Liberty Leading the People
As early as World War I, the federal government had latched on to the Statue of Liberty's symbolic qualities, using its image to suggest a preservation of freedom through supporting America's war effort. The statue appeared on recruitment posters, war bond advertisements, and even advertisements for stamps.



Passing the Torch
In 1938, the statue was closed from May until December for renovations that removed rust from the structure, added reinforced concrete steps to the base and installed copper sheathing to prevent damage from rainwater. As part of the renovation, workers removed spikes from the crown, above.



American Bicentennial
In 1972, President Nixon dedicated the American Museum of Immigration, opened in the base of the Statue of Liberty, though shortcomings in funding its endowment closed the museum by 1991, when it was replaced by the current museum on Ellis Island. A new lighting system was installed prior to the American Bicentennial in 1976, when New York Harbor hosted Operation Sail which featured ships from around the world and a fireworks display around the statue.



Second Rennovation
President Ronald Reagan announced the creation of the Statue of Liberty-Ellis Island Centennial Commission to raise funds needed for restorations, the result of a study that found the right arm had been improperly attached and that the statue swayed substantially in strong winds. The torch, which had experienced leaks since 1916, was replaced with an exact replica of Bartholdi's design.



Reopening
Nancy Reagan visited the statue on Independence day weekend in 1986 to reopen it to the public.
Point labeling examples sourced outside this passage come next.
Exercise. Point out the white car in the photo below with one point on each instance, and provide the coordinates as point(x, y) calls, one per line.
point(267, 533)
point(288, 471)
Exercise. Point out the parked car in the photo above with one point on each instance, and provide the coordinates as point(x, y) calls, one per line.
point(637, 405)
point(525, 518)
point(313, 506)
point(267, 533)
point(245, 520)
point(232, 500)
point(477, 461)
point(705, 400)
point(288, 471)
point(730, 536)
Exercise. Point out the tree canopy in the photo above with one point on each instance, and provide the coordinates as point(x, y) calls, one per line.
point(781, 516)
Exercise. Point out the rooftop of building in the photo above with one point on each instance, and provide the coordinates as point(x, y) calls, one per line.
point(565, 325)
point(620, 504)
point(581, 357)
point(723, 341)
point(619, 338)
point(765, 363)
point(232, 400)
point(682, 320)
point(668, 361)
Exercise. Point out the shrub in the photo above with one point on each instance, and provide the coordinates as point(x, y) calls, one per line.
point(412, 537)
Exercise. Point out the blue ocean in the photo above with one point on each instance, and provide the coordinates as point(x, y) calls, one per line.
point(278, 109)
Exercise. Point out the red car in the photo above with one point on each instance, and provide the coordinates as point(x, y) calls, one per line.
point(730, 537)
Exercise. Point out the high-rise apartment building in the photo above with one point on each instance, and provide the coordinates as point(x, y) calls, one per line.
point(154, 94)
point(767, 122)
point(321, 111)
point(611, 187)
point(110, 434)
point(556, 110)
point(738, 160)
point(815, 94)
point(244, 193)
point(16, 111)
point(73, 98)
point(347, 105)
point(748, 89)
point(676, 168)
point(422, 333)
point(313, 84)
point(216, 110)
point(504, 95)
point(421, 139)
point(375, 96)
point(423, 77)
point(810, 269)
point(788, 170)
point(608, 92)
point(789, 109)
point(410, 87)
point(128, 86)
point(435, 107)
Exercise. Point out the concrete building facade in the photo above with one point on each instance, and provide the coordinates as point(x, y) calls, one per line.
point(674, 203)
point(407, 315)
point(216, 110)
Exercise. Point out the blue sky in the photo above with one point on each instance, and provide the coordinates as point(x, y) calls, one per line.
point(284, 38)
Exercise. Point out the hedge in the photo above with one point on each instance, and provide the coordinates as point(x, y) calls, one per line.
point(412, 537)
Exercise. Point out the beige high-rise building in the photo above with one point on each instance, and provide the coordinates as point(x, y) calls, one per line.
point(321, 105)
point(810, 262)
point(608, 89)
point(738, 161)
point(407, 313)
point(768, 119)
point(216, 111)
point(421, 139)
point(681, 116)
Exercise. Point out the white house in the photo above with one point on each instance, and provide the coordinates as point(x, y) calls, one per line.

The new and improved statue featured updated lighting that highlighted the pedestal and statue, a renovated entrance, and an elevator installed to allow handicapped visitors to access the observation deck in the pedestal.



September 11th
The September 11 attacks on the World Trade Center prompted the closing of the Statue of Liberty to visitors, due to security concerns; not only was access to the statue closed, but the island was also temporarily off limits to tourists. Access to Liberty Island was allowed by the end of 2001, but the pedestal and statue still remained closed, the pedestal reopening in 2004 and the full statue in 2009.


Closure
The last day to visit the Statue of Liberty before it closes for a year will be October 28, 2011, marking exactly 125 years after the dedication of the statue by President Grover Cleveland, though Liberty Island itself will remain open for the duration of the renovations. The statue will get an upgrade in its technological and electrical systems, and additional fire-resistant updates in its elevators and stairwells. The renovation costs will reach $27.25 million, according to Interior Secretary Ken Salazar, and the statue is scheduled to open once more to the public in October 2012.